Sisir 8 Kecamatan, Bawaslu Tertibkan Seribuan Lebih APK di Kudus

Anggara Jiwandhana
Selasa, 14 November 2023 15:35:00
Penertiban baliho di Mejobo Kudus oleh Bawaslu Kudus, Senin (Murianews/Anggara Jiwandhana)

Murianews, Kudus – Badan Pengawas Pemilu (Bawaslu) Kabupaten Kudus, Jawa Tengah, mengaku telah menertibkan seribuan lebih Alat Peraga Kampanye (APK) di delapan kecamatan di Kudus.
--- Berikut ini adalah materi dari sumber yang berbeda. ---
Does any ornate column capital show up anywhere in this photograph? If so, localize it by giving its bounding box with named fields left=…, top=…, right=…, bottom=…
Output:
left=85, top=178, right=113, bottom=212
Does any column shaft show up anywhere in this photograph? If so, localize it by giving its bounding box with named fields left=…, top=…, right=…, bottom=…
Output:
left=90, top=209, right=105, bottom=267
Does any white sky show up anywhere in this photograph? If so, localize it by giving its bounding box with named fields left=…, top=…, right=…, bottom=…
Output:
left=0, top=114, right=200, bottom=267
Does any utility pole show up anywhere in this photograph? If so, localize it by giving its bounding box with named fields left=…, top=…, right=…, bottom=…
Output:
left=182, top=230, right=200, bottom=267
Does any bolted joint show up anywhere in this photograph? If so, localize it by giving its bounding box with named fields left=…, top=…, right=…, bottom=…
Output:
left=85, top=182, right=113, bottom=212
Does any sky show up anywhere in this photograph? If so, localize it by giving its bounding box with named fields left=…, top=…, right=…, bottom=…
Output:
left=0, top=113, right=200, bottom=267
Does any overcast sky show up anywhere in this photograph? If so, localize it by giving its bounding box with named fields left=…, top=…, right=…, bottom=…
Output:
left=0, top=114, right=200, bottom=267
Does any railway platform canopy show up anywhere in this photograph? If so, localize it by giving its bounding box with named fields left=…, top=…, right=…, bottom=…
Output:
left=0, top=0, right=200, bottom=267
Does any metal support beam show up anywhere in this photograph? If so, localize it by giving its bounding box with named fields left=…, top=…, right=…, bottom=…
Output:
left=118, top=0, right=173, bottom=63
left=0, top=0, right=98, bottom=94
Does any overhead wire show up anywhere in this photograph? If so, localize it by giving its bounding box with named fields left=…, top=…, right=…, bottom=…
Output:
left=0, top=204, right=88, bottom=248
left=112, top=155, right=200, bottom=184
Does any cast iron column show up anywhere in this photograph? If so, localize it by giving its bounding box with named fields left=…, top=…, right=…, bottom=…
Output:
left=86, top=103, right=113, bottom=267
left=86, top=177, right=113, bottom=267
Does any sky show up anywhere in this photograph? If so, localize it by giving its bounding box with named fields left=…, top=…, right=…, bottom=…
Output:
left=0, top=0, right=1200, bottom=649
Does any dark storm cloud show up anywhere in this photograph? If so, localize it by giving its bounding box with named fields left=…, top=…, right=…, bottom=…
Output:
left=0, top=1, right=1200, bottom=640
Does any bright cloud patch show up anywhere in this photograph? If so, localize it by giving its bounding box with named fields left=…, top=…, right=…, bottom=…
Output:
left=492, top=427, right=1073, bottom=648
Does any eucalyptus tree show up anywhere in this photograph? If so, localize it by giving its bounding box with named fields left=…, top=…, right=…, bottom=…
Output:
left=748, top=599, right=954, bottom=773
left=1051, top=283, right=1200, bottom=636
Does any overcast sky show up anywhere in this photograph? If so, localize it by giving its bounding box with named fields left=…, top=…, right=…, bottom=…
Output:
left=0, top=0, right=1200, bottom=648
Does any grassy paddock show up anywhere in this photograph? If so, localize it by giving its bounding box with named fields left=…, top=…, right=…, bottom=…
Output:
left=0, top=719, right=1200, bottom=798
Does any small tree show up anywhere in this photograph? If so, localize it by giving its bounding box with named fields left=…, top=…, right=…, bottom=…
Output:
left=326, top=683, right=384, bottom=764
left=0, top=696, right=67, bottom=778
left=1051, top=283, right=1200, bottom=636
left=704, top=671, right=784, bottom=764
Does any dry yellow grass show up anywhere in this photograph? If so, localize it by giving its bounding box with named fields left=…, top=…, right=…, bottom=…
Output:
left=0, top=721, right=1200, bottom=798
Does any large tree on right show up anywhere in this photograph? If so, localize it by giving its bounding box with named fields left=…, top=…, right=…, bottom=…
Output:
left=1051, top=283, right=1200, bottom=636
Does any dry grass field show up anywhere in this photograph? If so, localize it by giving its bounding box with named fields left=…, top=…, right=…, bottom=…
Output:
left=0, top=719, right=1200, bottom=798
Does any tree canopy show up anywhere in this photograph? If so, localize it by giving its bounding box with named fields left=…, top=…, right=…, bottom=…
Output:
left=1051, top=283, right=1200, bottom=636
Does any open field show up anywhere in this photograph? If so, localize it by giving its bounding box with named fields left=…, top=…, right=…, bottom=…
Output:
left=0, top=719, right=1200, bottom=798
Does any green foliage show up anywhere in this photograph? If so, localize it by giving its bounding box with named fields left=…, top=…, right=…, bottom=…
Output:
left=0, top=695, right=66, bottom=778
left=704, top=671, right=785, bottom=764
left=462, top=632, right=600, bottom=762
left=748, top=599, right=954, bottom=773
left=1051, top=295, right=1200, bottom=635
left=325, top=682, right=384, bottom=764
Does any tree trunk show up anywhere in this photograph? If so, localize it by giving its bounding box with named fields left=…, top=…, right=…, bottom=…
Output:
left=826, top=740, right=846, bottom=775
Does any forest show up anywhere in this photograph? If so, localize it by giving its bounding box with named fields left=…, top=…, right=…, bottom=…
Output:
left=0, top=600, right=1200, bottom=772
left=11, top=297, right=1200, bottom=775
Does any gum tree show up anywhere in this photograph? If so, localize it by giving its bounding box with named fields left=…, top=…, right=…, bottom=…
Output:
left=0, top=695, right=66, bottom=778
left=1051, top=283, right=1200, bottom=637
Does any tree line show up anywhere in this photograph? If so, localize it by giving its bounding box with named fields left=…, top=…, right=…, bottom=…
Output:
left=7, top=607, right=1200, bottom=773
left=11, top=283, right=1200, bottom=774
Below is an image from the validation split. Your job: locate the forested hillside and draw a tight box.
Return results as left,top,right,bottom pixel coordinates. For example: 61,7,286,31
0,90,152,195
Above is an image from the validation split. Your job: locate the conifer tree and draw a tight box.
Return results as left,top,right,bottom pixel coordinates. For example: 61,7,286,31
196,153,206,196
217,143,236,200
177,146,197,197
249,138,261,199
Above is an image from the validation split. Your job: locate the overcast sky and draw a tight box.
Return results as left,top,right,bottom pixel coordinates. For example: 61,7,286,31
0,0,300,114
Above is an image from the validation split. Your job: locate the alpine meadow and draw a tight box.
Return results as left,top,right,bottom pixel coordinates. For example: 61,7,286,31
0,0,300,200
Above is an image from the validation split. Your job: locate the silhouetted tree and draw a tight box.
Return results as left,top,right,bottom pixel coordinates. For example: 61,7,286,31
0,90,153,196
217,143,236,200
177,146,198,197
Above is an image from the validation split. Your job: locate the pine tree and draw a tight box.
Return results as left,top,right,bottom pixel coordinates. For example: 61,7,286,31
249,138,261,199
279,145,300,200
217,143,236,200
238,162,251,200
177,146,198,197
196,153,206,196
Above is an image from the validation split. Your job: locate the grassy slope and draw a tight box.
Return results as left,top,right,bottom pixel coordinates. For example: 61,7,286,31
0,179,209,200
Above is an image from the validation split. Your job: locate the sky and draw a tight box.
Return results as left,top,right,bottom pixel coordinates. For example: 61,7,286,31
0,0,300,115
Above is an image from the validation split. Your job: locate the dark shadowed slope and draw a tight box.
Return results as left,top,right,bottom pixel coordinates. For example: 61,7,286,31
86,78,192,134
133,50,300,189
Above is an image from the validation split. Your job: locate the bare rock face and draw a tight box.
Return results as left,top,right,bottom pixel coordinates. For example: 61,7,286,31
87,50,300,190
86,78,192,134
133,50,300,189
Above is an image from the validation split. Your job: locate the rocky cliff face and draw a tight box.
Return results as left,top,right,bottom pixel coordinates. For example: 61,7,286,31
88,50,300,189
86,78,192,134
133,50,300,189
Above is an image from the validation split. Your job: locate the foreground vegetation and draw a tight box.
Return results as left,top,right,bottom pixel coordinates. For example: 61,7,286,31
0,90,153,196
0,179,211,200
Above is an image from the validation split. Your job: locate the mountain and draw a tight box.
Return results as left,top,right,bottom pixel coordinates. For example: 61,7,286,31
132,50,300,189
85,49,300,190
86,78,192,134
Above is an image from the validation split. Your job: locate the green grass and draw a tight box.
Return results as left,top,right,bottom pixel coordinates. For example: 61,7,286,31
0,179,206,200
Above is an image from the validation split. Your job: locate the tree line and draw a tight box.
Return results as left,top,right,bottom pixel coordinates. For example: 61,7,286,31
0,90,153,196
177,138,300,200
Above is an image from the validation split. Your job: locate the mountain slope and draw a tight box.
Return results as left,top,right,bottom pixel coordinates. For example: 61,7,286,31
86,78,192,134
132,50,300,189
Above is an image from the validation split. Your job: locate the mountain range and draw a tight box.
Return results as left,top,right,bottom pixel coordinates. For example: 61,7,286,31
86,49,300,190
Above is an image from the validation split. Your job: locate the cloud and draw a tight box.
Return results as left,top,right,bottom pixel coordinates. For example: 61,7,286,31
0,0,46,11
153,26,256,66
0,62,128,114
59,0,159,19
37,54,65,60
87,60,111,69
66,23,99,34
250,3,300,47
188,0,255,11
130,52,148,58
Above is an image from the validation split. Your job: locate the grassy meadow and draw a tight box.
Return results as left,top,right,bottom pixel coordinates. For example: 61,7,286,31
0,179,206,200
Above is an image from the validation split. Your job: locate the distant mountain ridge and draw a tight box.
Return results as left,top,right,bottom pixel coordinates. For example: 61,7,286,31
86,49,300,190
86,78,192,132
Jumlah itu masih akan bertambah mengingat masih ada satu kecamatan lagi yang belum ditertibkan.

”Besok rencananya akan kami tertibkan, terakhir di Undaan,” ucap Ketua Bawaslu Kudus Moh Wahibul Minan, Selasa (14/11/2023).

Dia mengungkapkan, sepanjang APK tersebut mengandung unsur kampanye, Bawaslu, tidak akan tebang pilih meskipun APK tersebut ditempatkan di lokasi yang berbayar. Unsur kampanye tersebut mulai dari simbol-simbol pemilihan seperti paku, surat suara, kata-kata mohon doa restu hingga mohon dukungannya.
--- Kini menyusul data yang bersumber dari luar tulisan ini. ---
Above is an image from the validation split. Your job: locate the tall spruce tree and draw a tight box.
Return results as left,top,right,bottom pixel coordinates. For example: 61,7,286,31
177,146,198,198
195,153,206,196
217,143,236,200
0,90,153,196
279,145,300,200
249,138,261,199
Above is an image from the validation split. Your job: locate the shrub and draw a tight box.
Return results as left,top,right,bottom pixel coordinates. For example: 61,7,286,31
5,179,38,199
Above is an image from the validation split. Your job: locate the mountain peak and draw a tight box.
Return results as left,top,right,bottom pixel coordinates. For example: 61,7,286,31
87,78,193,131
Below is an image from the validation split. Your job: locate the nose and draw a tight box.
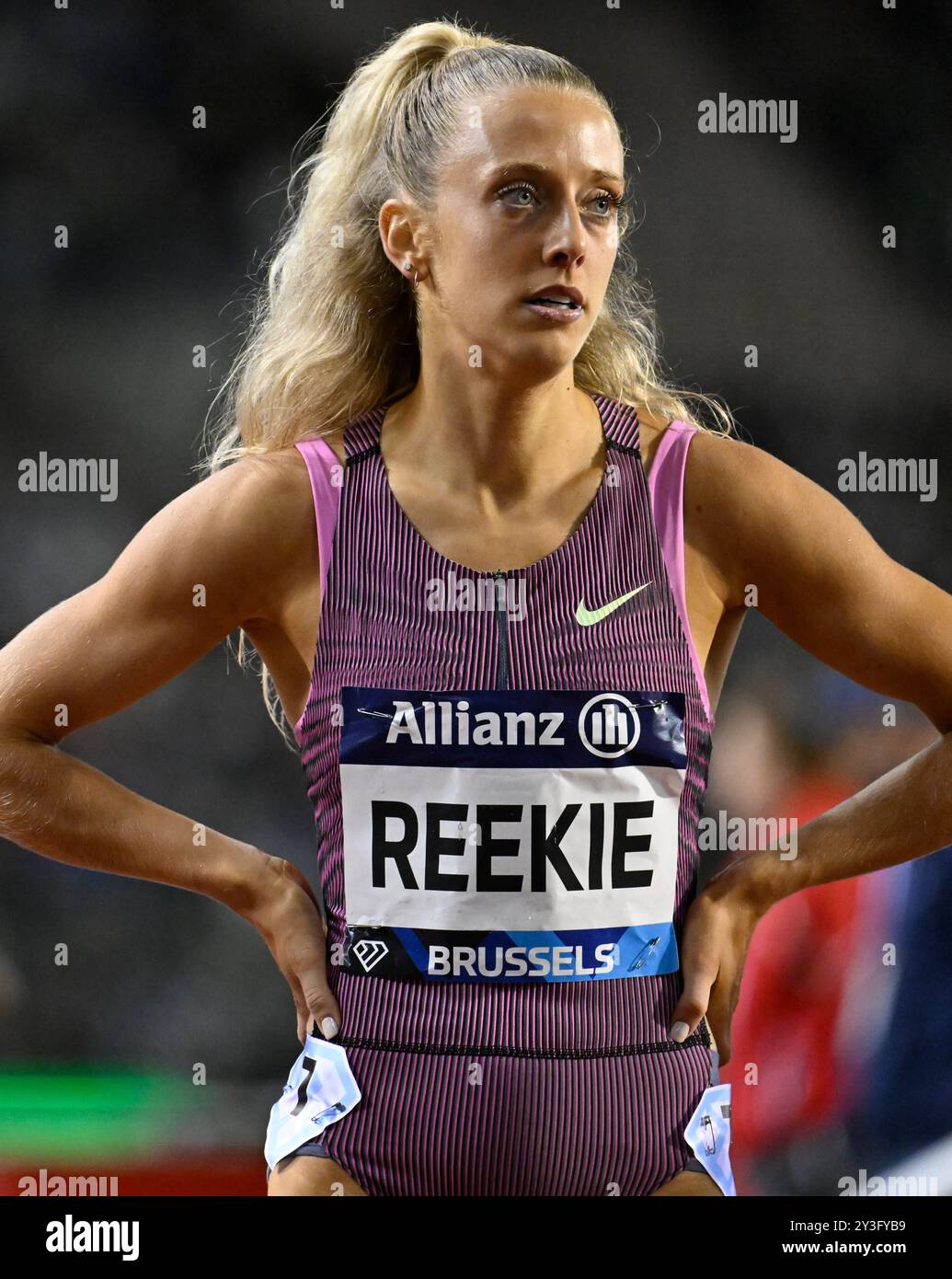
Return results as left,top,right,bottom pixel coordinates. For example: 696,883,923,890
545,200,587,265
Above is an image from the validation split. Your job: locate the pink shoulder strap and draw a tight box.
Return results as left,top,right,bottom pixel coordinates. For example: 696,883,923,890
294,440,341,732
648,422,715,725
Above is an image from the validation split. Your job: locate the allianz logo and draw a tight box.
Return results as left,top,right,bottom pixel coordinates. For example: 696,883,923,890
378,693,641,758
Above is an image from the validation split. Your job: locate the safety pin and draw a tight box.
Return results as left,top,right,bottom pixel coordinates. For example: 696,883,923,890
627,938,660,972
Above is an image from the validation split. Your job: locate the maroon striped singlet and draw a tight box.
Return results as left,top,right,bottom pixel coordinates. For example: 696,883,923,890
295,396,712,1196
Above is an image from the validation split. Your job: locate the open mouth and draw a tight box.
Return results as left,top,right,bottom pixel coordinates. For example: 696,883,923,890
524,296,581,318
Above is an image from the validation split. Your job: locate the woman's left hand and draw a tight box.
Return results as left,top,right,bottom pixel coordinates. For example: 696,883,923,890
671,852,778,1066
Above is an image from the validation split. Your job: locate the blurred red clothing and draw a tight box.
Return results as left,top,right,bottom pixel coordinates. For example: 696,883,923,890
721,773,869,1193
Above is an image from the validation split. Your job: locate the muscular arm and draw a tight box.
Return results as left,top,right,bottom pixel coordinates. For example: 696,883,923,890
0,453,313,911
685,435,952,901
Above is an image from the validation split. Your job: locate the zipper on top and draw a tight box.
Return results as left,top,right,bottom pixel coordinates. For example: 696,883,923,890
492,568,509,688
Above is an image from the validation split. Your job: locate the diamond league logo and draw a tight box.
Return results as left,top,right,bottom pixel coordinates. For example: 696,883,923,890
354,940,390,972
579,693,641,760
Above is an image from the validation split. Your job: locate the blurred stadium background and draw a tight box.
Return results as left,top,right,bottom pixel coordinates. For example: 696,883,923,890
0,0,952,1196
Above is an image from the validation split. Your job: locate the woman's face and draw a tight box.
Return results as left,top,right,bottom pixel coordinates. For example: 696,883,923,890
385,88,624,380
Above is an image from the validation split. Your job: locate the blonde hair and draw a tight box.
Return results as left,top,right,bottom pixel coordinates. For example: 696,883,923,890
196,15,733,748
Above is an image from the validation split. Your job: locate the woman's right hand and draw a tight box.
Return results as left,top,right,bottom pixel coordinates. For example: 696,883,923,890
242,855,341,1043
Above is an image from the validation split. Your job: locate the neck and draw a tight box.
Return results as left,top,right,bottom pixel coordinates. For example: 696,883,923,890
381,370,603,513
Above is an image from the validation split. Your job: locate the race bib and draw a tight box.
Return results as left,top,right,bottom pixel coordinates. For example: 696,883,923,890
335,686,687,983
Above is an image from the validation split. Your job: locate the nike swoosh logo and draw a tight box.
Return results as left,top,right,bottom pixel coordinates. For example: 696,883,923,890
575,580,653,627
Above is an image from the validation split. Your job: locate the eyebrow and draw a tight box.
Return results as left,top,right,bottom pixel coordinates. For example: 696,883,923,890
489,160,625,186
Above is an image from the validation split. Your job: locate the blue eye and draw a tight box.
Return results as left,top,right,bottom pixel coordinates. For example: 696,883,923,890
496,181,627,221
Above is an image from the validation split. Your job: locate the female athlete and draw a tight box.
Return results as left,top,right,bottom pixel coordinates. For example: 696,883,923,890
0,23,952,1196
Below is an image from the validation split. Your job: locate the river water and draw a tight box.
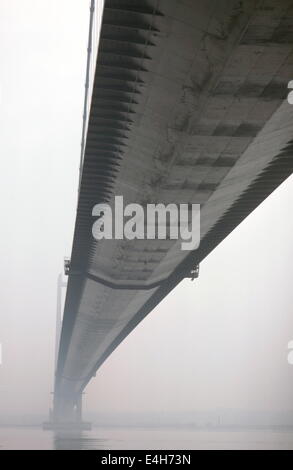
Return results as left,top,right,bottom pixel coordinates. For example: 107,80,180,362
0,427,293,450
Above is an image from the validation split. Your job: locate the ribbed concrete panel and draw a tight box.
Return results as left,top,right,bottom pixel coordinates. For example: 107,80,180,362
56,0,293,404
”Kami tidak ada urusan apakah baliho tersebut berbayar atau tidak, sepanjang dia ada ajakan untuk kampanyenya, tetap akan kami tindak,” tegasnya.

Sama halnya baliho besar berisikan gambar pasangan calon presiden Ganjar Pranowo dan calon wakil presiden Mahfud MD yang dicopot hari ini.
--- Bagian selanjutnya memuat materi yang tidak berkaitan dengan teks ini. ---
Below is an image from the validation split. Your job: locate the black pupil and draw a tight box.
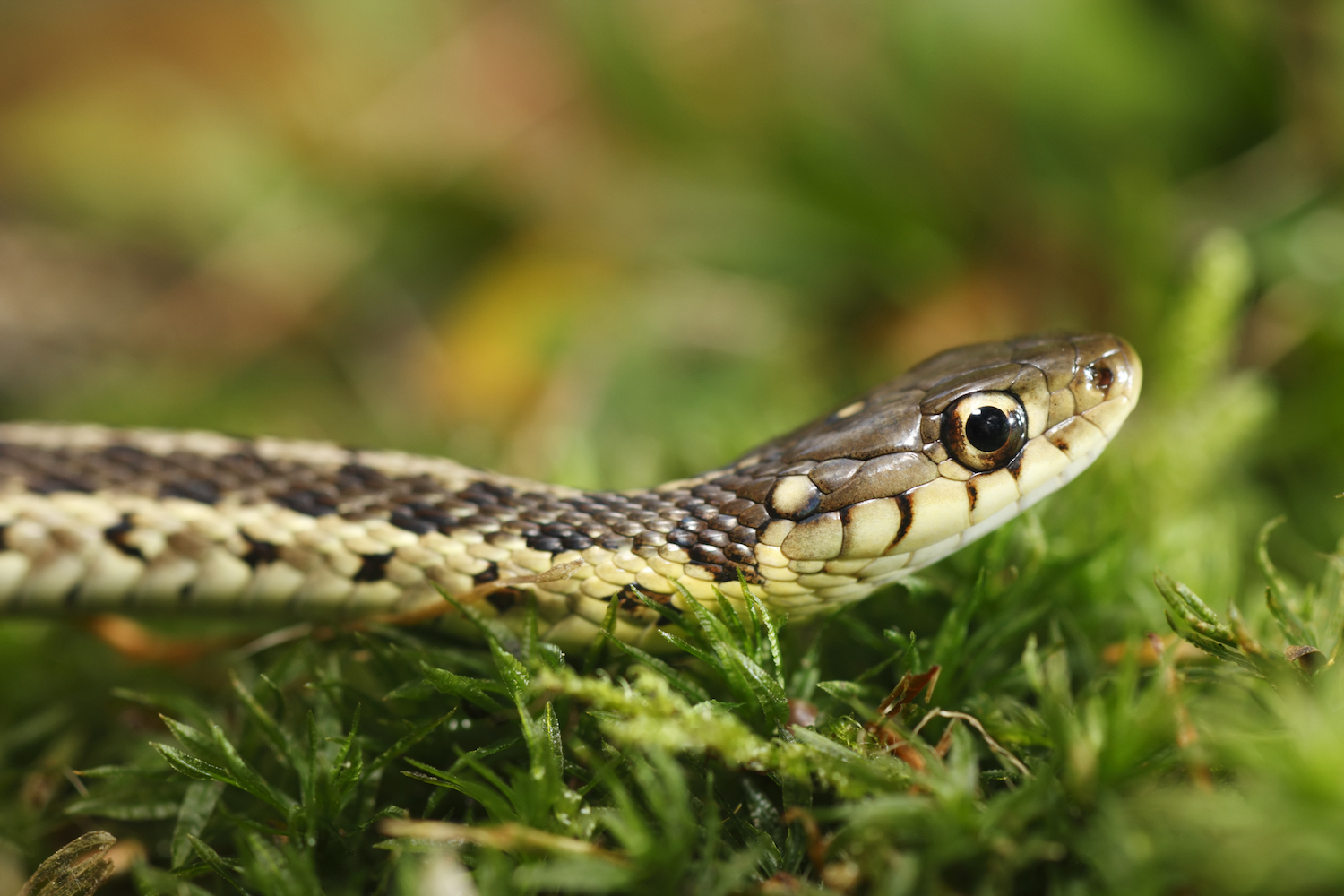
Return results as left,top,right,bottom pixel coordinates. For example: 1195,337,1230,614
967,407,1011,452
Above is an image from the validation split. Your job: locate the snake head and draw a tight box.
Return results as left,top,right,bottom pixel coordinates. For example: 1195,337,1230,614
717,333,1142,573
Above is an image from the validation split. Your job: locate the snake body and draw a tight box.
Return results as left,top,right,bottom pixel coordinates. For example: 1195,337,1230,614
0,334,1142,646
Baliho Ganjar-Mahfud tersebut menyatu dengan gambar sejumlah calon legislatif (caleg) PDIP. Yakni caleg DPRD Kudus Juwahyuni, caleg DPRD Jateng Supriyadi dan caleg DPR RI H Musthofa.

”Yang melanggar sejatinya adalah yang di gambar calon anggota dewannya karena ada unsur ajakan mencoblos, yakni ada tanda pakunya. Kebetulannya ada gambar capres-cawapresnya dalam satu baliho, jadi tetap diturunkan,” tambahnya.

Dalam lingkup yang sama, terdapat pula baliho bergambar Ganjar Pranowo dengan tulisan Ganjar Presidenku. Kemudian ada juga gambar capres-cawapres lainnya yakni Prabowo Gibran, hingga gambar Mantan Wakil Gubernur Jawa Tengah Taj Yasin.

Namun, baliho-baliho tersebut tidak ikut ditertibkan karena tidak melanggar ketentuan kampanye. Karena tidak mengandung unsur-unsur ajakan.

”Ya kami biarkan, itu jatuhnya adalah alat peraga sosialisasi (APS)  bukan alat peraga kampanye (APK),” pungkasnya.